The phone rang twice before a woman's voice answered "Militech Corporate Embassy, Washington D.C. Director Robertson's office. How may I help you?"
This was bad.
I mean, tracking Joe Carmichael's killer back to
any
multi-national corporation would be bad, but
Militech
? Militech was practically a proxy for the U.S. military before the collapse. Ritz had made it pretty clear that even the troops knew it.
Since then, their global power and influence had only grown. So many governments had eventually privatized and out-sourced their armed forces, that signing a Militech contract was akin to signing a peace treaty with every other Militech client. The signing ceremonies were treated with enough pomp and circumstance that they always made headlines.
Militech was big enough to privatize world peace or wage global war. And we had proof they'd commissioned a murder.
"Sorry," I said when I found my voice, "wrong number."
It took longer than I would have liked to find and mash the end-call button before I dropped the cell phone on the desk like it had just sprouted fangs. My heart was racing.

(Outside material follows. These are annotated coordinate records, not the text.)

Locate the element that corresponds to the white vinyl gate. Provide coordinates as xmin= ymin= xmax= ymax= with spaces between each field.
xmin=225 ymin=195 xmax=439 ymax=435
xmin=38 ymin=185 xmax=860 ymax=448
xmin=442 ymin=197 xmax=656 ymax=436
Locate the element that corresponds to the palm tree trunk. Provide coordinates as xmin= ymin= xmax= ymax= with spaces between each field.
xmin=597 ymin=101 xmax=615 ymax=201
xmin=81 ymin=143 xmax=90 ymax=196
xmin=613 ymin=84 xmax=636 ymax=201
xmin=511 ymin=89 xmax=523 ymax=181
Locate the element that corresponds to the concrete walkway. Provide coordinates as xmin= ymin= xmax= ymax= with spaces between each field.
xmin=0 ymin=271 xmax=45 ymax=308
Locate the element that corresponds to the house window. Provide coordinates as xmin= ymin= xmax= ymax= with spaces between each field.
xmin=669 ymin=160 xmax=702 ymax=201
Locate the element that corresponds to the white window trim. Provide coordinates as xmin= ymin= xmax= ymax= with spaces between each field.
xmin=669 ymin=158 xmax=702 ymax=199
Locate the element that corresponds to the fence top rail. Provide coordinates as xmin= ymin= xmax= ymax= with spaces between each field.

Behind that reflective Kiroshi mask, Ritz's expression was unreadable. She didn't react. She just sat there, quietly trembling, like my grandmother towards the end. Then I noticed her hands.
Her hands were rock steady, clenched around her rifle... her Militech rifle. She was gripping it so tight that her hands were starting to turn purple. Around the barrel of the gun, her nails had dug gouges into the polymer housing.
"No," Ritz shook her head.
"No," she repeated with a note a defiant disbelief.
"...Ritz?"
"NO!" She turned on me snarling, and I recoiled with a startled cry because for a moment I thought she was going to point the gun at me and get rid of the only other person who knew what Militech had done.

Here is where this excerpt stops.